Is there anything comparable in the field of (text-based) authorship identification? Alas, no.
Things started out well with Frederick Mosteller and David Wallace, "Inference in an Authorship Problem", Journal of the American Statistical Association 1963 (discussed in my post "Biblical Scholarship at the ACL", 7/1/2011). Mosteller and Wallace used a generally-available source of texts — the Federalist papers — and documented their methods well enough that what they did can now be assigned as a problem set in an introductory course (and sometimes is). And there have been many research publications since then.
But what is so far still lacking, IMHO, is a systematic application of the "common task method". As far as I know, none of the aspects of "authorship attribution" have ever been addressed by any of the on-going or ad-hoc organizations that have sprung up to mediate the application of this method to text-analysis problems — not TREC, nor TAC, nor CoNLL, nor anybody else. As a result, the work is more scattered and diffuse than it should be, and harder to evaluate in reference to real-world questions. There is less research than there would be, if published training and testing collections lowered the barriers to entry, and if published results on well-defined benchmark tests gave researchers a "record" to try to beat. There is less of a research community than there should be, in the absence of the forum for exchanging ideas that a shared task creates. And authorship evaluation lacks the clear community standards — for technology and for performance evaluation — that emerge from the sort of scientific "civil society" represented by the NIST SRE evaluation series.
As far as I know the International Association of Forensic Linguists (IAFL) has never tried to fill this gap, although its home page observes that its "further aims" include "collecting a computer corpus of statements, confessions, suicide notes, police language, etc., which could be used in comparative analysis of disputed texts".

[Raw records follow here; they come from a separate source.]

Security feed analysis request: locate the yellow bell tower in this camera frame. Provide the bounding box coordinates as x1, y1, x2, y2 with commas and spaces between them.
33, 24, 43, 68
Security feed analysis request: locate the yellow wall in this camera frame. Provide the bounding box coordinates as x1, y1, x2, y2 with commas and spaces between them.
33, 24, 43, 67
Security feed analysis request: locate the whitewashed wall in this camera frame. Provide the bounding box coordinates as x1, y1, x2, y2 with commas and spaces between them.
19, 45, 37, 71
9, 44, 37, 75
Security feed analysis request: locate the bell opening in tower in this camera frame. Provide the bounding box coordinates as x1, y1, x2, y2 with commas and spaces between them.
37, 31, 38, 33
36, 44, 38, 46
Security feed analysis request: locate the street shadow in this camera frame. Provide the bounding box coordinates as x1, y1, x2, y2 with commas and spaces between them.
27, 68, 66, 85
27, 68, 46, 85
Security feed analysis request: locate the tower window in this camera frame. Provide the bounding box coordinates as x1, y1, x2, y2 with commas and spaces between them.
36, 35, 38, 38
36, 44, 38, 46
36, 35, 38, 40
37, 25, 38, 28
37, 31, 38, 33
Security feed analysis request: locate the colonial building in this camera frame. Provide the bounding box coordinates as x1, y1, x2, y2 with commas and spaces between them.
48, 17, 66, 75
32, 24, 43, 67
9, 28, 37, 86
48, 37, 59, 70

I'd love to learn that I'm wrong, and that I've managed to fail to notice a history of common-task evaluation in authorship attribution. Or, more probably, that there's a plan for future evaluations in this area that I don't know about. But if this field is as empty as it seems to me, isn't it time for someone to step forward to fill it? A tenth of a percent of the sums at stake in the Facebook case would cover the costs nicely.